United States has lifted the ban on refugees from 11 countries the US has deemed high-risk but now those who are seeking to enter the country will be facing new security measures in the form of risk-based assessments.
The ban was first initiated by the Trump administration in October when he took office after campaigning on tough immigration policy. The ban covered refugees from 10 Muslim-majority nations and North Korea.
Homeland Security Secretary Kirstjen Nielsen says that refugees will now go through risk-based assessments before admission. It is "important that we know who is entering" the US, Nielsen said.
"These additional security measures will make it harder for bad actors to exploit our refugee program, and they will ensure we take a more risk-based approach to protecting the homeland."
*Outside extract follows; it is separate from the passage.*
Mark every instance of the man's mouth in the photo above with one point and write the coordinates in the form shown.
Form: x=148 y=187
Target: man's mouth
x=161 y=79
Although the Trump administration did not publicly name the countries, refugee groups say Egypt, Iran, Iraq, Libya, Mali, North Korea, Somalia, South Sudan, Sudan, Syria, and Yemen have all been affected by the ban.
Over the last three years, over 40% of refugees have been streaming into the United States from those 11 countries.
Once the Trump administration implemented the ban in October, refugee rates were cut in half to 45,000 in the fiscal year 2018 and only 23 from those 11 countries have entered the US since October.
The 23 people who were allowed in have a federal judge in Seattle to thank who blocked the administration's restrictions claiming refugees with signification ties to the United States would still be processed during the ban.